Editor’s Note: This is part 2 of a 3-part series by Wilmington College Assistant Professor Allen Beatty.
Earned Income Credit and Additional Child Tax Credit
As newsworthy as the stimulus payments were, there are some other often overlooked provisions that didn’t make the news that are equally important. For example, the Earned Income Credit and Additional Child Tax Credit is in the law to help those in need the most.
The Earned Income Credit operates on a bell curve. One must make enough earned income, generally requiring full-time work, to maximize the credit.
Once the taxpayers moves up the income bracket it is phased out. Often these taxpayers worked in the service industries that were harmed the most during the lockdowns. This means that if their earned income was pushed below the height of that curve their credit will be less!
The Consolidated Appropriation Act of 2021 corrected that. If a taxpayer has their 2019 return handy, they can choose to use their income from 2019 to calculate the 2020 credit.
This year of all years when your tax accountant says they need the prior year tax return it could be to your benefit to dig it out for them.
Extra unemployment payments of $600 from the CARES Act and $300 per week later were also part of these relief laws.
A taxpayer needs to keep in mind that unemployment, including these extra payments, are taxable. Watch for a 1099-G from the state of Ohio for these amounts.
Reflecting to an article of mine the News Journal published in 2018, I had mentioned that few taxpayers would be itemizing deductions because of the higher standard deductions with the Tax Cut and Jobs Act.
One of those deductions to itemize was charitable deductions. There has been a concern, although I have not seen figures, that charitable deductions would drop.
Thus, with these new laws a taxpayer for the 2020 return can take as an adjustment (also known as an above the line deduction without itemizing) of $300 for cash, check, or credit card chartable deductions. The amount is $600 for tax year 2021.
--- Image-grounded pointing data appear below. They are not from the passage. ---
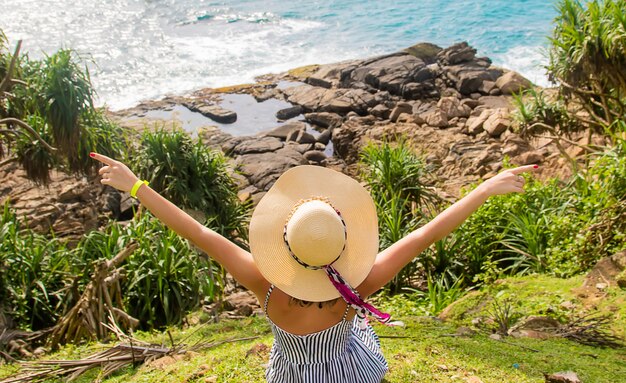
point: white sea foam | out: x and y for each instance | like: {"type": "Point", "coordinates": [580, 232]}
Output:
{"type": "Point", "coordinates": [529, 61]}
{"type": "Point", "coordinates": [144, 50]}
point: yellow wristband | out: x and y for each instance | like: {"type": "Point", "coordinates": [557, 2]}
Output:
{"type": "Point", "coordinates": [136, 186]}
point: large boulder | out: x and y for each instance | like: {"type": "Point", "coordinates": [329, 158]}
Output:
{"type": "Point", "coordinates": [469, 77]}
{"type": "Point", "coordinates": [452, 107]}
{"type": "Point", "coordinates": [399, 74]}
{"type": "Point", "coordinates": [475, 123]}
{"type": "Point", "coordinates": [341, 101]}
{"type": "Point", "coordinates": [257, 145]}
{"type": "Point", "coordinates": [324, 119]}
{"type": "Point", "coordinates": [263, 169]}
{"type": "Point", "coordinates": [283, 130]}
{"type": "Point", "coordinates": [400, 108]}
{"type": "Point", "coordinates": [215, 113]}
{"type": "Point", "coordinates": [426, 52]}
{"type": "Point", "coordinates": [512, 82]}
{"type": "Point", "coordinates": [497, 123]}
{"type": "Point", "coordinates": [457, 53]}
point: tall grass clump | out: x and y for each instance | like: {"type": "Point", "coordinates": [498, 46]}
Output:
{"type": "Point", "coordinates": [394, 174]}
{"type": "Point", "coordinates": [194, 177]}
{"type": "Point", "coordinates": [34, 273]}
{"type": "Point", "coordinates": [165, 277]}
{"type": "Point", "coordinates": [557, 227]}
{"type": "Point", "coordinates": [41, 278]}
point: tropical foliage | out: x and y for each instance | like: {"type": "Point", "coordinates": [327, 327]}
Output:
{"type": "Point", "coordinates": [41, 278]}
{"type": "Point", "coordinates": [194, 177]}
{"type": "Point", "coordinates": [47, 109]}
{"type": "Point", "coordinates": [394, 174]}
{"type": "Point", "coordinates": [588, 57]}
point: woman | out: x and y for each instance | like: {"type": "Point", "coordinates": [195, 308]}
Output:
{"type": "Point", "coordinates": [314, 240]}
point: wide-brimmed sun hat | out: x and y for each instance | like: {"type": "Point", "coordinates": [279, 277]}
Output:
{"type": "Point", "coordinates": [314, 235]}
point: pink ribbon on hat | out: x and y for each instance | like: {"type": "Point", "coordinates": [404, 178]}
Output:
{"type": "Point", "coordinates": [347, 292]}
{"type": "Point", "coordinates": [352, 297]}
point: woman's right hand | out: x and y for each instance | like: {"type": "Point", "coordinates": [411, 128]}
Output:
{"type": "Point", "coordinates": [115, 173]}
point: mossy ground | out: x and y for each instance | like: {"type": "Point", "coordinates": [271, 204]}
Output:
{"type": "Point", "coordinates": [425, 350]}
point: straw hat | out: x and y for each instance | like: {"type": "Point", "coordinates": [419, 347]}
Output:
{"type": "Point", "coordinates": [312, 217]}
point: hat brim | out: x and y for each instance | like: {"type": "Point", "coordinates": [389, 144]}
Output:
{"type": "Point", "coordinates": [268, 220]}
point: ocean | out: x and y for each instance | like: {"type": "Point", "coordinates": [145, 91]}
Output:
{"type": "Point", "coordinates": [145, 49]}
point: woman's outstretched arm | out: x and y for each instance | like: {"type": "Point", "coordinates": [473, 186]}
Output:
{"type": "Point", "coordinates": [391, 260]}
{"type": "Point", "coordinates": [237, 261]}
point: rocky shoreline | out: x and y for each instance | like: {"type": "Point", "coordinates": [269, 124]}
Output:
{"type": "Point", "coordinates": [452, 106]}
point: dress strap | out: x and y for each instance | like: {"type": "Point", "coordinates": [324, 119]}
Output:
{"type": "Point", "coordinates": [267, 298]}
{"type": "Point", "coordinates": [345, 313]}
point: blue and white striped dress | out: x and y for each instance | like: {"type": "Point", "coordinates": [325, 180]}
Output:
{"type": "Point", "coordinates": [339, 354]}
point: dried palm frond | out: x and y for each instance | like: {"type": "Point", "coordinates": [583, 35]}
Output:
{"type": "Point", "coordinates": [98, 306]}
{"type": "Point", "coordinates": [591, 330]}
{"type": "Point", "coordinates": [110, 360]}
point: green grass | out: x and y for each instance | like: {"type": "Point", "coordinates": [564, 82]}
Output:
{"type": "Point", "coordinates": [425, 350]}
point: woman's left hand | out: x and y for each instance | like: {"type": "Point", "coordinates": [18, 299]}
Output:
{"type": "Point", "coordinates": [508, 181]}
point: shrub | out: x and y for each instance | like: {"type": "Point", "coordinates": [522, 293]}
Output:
{"type": "Point", "coordinates": [33, 274]}
{"type": "Point", "coordinates": [165, 276]}
{"type": "Point", "coordinates": [394, 175]}
{"type": "Point", "coordinates": [195, 177]}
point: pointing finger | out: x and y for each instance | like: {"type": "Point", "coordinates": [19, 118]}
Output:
{"type": "Point", "coordinates": [523, 169]}
{"type": "Point", "coordinates": [102, 158]}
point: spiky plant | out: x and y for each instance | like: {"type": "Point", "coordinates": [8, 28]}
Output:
{"type": "Point", "coordinates": [588, 57]}
{"type": "Point", "coordinates": [194, 177]}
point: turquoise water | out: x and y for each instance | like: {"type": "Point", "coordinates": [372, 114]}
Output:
{"type": "Point", "coordinates": [141, 49]}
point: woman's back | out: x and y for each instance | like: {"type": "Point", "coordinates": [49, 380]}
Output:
{"type": "Point", "coordinates": [341, 352]}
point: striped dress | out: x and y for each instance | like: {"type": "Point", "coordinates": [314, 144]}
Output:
{"type": "Point", "coordinates": [339, 354]}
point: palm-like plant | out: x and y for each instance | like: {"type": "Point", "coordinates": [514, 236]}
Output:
{"type": "Point", "coordinates": [50, 103]}
{"type": "Point", "coordinates": [194, 177]}
{"type": "Point", "coordinates": [394, 175]}
{"type": "Point", "coordinates": [588, 57]}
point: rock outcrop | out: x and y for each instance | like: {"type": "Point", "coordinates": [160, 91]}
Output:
{"type": "Point", "coordinates": [453, 106]}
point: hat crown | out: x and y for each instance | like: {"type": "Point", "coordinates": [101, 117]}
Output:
{"type": "Point", "coordinates": [315, 233]}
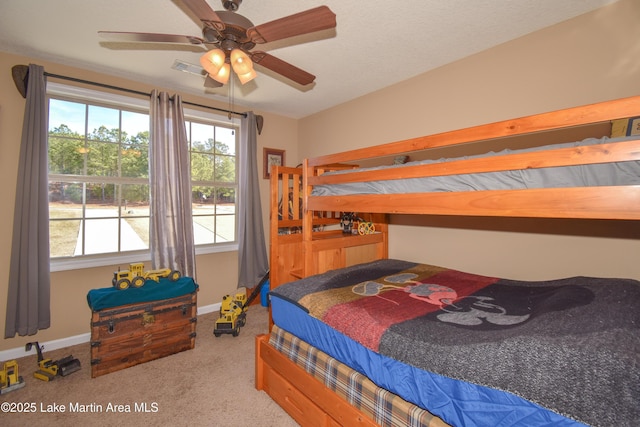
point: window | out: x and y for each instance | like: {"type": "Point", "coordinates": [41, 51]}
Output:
{"type": "Point", "coordinates": [99, 177]}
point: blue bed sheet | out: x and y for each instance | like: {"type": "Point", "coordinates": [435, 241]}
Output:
{"type": "Point", "coordinates": [458, 403]}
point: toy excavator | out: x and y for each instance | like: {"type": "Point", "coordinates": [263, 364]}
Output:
{"type": "Point", "coordinates": [49, 369]}
{"type": "Point", "coordinates": [233, 310]}
{"type": "Point", "coordinates": [9, 378]}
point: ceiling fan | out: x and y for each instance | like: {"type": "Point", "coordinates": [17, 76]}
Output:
{"type": "Point", "coordinates": [229, 39]}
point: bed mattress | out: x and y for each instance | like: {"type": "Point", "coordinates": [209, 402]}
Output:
{"type": "Point", "coordinates": [603, 174]}
{"type": "Point", "coordinates": [532, 370]}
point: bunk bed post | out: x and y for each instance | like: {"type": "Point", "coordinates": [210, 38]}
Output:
{"type": "Point", "coordinates": [307, 220]}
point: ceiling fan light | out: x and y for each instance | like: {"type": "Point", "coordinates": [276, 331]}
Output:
{"type": "Point", "coordinates": [241, 62]}
{"type": "Point", "coordinates": [244, 78]}
{"type": "Point", "coordinates": [223, 75]}
{"type": "Point", "coordinates": [213, 61]}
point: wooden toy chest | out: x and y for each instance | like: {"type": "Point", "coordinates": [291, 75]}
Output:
{"type": "Point", "coordinates": [130, 334]}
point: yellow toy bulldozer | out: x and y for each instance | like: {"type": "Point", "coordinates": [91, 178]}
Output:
{"type": "Point", "coordinates": [136, 276]}
{"type": "Point", "coordinates": [48, 369]}
{"type": "Point", "coordinates": [233, 310]}
{"type": "Point", "coordinates": [10, 380]}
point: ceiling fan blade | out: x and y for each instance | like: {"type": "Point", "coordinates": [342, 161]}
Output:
{"type": "Point", "coordinates": [211, 83]}
{"type": "Point", "coordinates": [283, 68]}
{"type": "Point", "coordinates": [204, 12]}
{"type": "Point", "coordinates": [117, 36]}
{"type": "Point", "coordinates": [312, 20]}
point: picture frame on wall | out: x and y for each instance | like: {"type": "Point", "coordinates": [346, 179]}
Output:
{"type": "Point", "coordinates": [272, 157]}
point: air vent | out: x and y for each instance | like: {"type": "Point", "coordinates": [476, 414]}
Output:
{"type": "Point", "coordinates": [188, 68]}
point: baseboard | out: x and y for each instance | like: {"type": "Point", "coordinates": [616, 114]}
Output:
{"type": "Point", "coordinates": [15, 353]}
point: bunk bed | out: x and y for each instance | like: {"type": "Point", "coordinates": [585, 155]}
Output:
{"type": "Point", "coordinates": [481, 350]}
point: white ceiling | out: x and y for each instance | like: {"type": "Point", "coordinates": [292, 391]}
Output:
{"type": "Point", "coordinates": [376, 42]}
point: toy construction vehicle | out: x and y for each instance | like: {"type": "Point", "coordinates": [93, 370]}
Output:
{"type": "Point", "coordinates": [233, 310]}
{"type": "Point", "coordinates": [10, 380]}
{"type": "Point", "coordinates": [136, 276]}
{"type": "Point", "coordinates": [48, 369]}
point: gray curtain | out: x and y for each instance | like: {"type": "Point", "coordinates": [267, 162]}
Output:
{"type": "Point", "coordinates": [171, 227]}
{"type": "Point", "coordinates": [28, 298]}
{"type": "Point", "coordinates": [253, 262]}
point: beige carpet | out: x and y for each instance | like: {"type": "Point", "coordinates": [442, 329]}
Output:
{"type": "Point", "coordinates": [211, 385]}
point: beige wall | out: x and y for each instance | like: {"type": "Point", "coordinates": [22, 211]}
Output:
{"type": "Point", "coordinates": [217, 274]}
{"type": "Point", "coordinates": [591, 58]}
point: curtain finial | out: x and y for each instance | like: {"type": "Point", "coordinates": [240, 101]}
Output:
{"type": "Point", "coordinates": [20, 74]}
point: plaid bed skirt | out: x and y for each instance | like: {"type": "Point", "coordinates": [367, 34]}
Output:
{"type": "Point", "coordinates": [384, 407]}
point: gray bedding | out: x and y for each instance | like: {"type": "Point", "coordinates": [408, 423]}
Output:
{"type": "Point", "coordinates": [621, 173]}
{"type": "Point", "coordinates": [571, 345]}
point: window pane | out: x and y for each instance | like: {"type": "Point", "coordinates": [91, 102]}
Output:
{"type": "Point", "coordinates": [135, 199]}
{"type": "Point", "coordinates": [134, 124]}
{"type": "Point", "coordinates": [204, 230]}
{"type": "Point", "coordinates": [225, 170]}
{"type": "Point", "coordinates": [134, 158]}
{"type": "Point", "coordinates": [65, 200]}
{"type": "Point", "coordinates": [63, 237]}
{"type": "Point", "coordinates": [225, 228]}
{"type": "Point", "coordinates": [103, 124]}
{"type": "Point", "coordinates": [134, 234]}
{"type": "Point", "coordinates": [226, 199]}
{"type": "Point", "coordinates": [102, 159]}
{"type": "Point", "coordinates": [106, 149]}
{"type": "Point", "coordinates": [100, 236]}
{"type": "Point", "coordinates": [202, 167]}
{"type": "Point", "coordinates": [66, 117]}
{"type": "Point", "coordinates": [202, 137]}
{"type": "Point", "coordinates": [226, 140]}
{"type": "Point", "coordinates": [66, 155]}
{"type": "Point", "coordinates": [101, 200]}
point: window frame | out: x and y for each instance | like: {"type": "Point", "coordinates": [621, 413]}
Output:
{"type": "Point", "coordinates": [113, 100]}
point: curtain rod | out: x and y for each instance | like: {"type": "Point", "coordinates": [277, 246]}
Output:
{"type": "Point", "coordinates": [137, 92]}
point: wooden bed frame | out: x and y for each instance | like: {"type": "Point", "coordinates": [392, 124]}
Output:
{"type": "Point", "coordinates": [312, 251]}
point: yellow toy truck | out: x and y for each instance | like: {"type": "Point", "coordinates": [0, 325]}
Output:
{"type": "Point", "coordinates": [233, 314]}
{"type": "Point", "coordinates": [9, 378]}
{"type": "Point", "coordinates": [136, 276]}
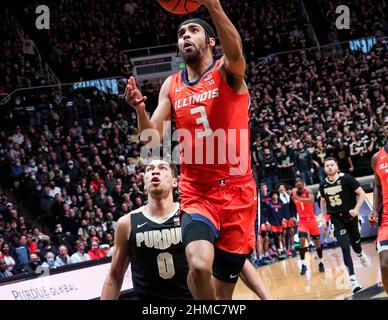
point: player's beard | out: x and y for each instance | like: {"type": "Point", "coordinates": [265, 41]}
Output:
{"type": "Point", "coordinates": [192, 56]}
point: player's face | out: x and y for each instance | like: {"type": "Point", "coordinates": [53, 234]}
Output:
{"type": "Point", "coordinates": [299, 185]}
{"type": "Point", "coordinates": [331, 167]}
{"type": "Point", "coordinates": [192, 42]}
{"type": "Point", "coordinates": [158, 178]}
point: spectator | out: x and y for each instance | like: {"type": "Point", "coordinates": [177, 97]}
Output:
{"type": "Point", "coordinates": [50, 261]}
{"type": "Point", "coordinates": [95, 252]}
{"type": "Point", "coordinates": [35, 261]}
{"type": "Point", "coordinates": [7, 256]}
{"type": "Point", "coordinates": [31, 245]}
{"type": "Point", "coordinates": [63, 258]}
{"type": "Point", "coordinates": [4, 272]}
{"type": "Point", "coordinates": [20, 252]}
{"type": "Point", "coordinates": [79, 255]}
{"type": "Point", "coordinates": [47, 246]}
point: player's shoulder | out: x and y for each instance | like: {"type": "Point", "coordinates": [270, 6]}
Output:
{"type": "Point", "coordinates": [345, 176]}
{"type": "Point", "coordinates": [322, 183]}
{"type": "Point", "coordinates": [308, 190]}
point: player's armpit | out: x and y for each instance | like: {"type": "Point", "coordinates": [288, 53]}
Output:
{"type": "Point", "coordinates": [161, 118]}
{"type": "Point", "coordinates": [233, 74]}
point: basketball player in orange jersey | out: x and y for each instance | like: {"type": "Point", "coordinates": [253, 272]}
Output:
{"type": "Point", "coordinates": [380, 200]}
{"type": "Point", "coordinates": [304, 202]}
{"type": "Point", "coordinates": [209, 99]}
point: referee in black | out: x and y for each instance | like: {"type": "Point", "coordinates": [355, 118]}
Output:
{"type": "Point", "coordinates": [339, 193]}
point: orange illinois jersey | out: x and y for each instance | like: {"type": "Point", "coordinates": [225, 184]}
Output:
{"type": "Point", "coordinates": [305, 209]}
{"type": "Point", "coordinates": [381, 169]}
{"type": "Point", "coordinates": [212, 125]}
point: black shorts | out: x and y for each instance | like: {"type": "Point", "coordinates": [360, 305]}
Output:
{"type": "Point", "coordinates": [345, 224]}
{"type": "Point", "coordinates": [226, 266]}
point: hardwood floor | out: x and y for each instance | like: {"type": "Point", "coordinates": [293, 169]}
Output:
{"type": "Point", "coordinates": [284, 281]}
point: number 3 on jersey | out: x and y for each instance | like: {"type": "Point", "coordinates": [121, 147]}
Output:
{"type": "Point", "coordinates": [202, 120]}
{"type": "Point", "coordinates": [335, 200]}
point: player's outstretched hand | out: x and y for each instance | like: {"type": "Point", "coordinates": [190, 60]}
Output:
{"type": "Point", "coordinates": [353, 213]}
{"type": "Point", "coordinates": [133, 95]}
{"type": "Point", "coordinates": [373, 219]}
{"type": "Point", "coordinates": [208, 3]}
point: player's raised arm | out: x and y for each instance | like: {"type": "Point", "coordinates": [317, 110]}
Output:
{"type": "Point", "coordinates": [377, 195]}
{"type": "Point", "coordinates": [230, 39]}
{"type": "Point", "coordinates": [309, 199]}
{"type": "Point", "coordinates": [120, 260]}
{"type": "Point", "coordinates": [162, 113]}
{"type": "Point", "coordinates": [323, 208]}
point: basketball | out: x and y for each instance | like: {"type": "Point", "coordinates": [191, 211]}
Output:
{"type": "Point", "coordinates": [179, 6]}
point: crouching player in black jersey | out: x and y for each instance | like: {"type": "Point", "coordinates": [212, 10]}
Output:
{"type": "Point", "coordinates": [339, 193]}
{"type": "Point", "coordinates": [150, 239]}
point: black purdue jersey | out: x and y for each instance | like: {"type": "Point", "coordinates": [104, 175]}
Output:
{"type": "Point", "coordinates": [339, 194]}
{"type": "Point", "coordinates": [158, 261]}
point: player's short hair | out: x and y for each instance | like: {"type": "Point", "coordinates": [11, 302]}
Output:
{"type": "Point", "coordinates": [299, 179]}
{"type": "Point", "coordinates": [331, 159]}
{"type": "Point", "coordinates": [282, 184]}
{"type": "Point", "coordinates": [209, 31]}
{"type": "Point", "coordinates": [173, 167]}
{"type": "Point", "coordinates": [273, 192]}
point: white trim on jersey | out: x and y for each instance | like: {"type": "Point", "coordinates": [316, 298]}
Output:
{"type": "Point", "coordinates": [153, 219]}
{"type": "Point", "coordinates": [339, 176]}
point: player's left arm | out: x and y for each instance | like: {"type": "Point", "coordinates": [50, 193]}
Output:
{"type": "Point", "coordinates": [233, 61]}
{"type": "Point", "coordinates": [361, 198]}
{"type": "Point", "coordinates": [355, 186]}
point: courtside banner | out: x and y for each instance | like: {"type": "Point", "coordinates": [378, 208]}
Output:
{"type": "Point", "coordinates": [81, 284]}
Distributions from Qualified Retirement Plans
Generally, when a taxpayer takes a distribution from a qualified retirement plan such as a 401(k), 403(b), 457(b), IRA, SIMPLE IRAs, etc. the taxpayer is subject to an additional 10% tax under Internal Revenue Code 72(t) if under the age of 59 ½ unless some certain very limited circumstances are met.
This year because of the pandemic, there are several exclusions to this penalty if related to COVID-19. The list can be extensive, but basically the two that I could see applying the most is if you or an immediate family member missed work because of a COVID-19 illness or infection, you will probably qualify for this waiver.
Also, if you were in a business or had a business which suffered economically because of the pandemic, you can qualify for this waiver. These are for distributions of up to $100,000 for tax year 2020.
Furthermore, you can choose to spread out the $100,000 equally over tax years 2020, 2021, and 2022. Forms 8915 and 5329 will probably need to be filled as well as paying careful attention to the 1099-R received.
Since retirmenet accounts are considered and “individual item” a married couple can apply this for $100,000 for each of them.
Allen “Al” Beatty, EA, CPA, MT is an Assistant Professor of Accounting at Wilmington College.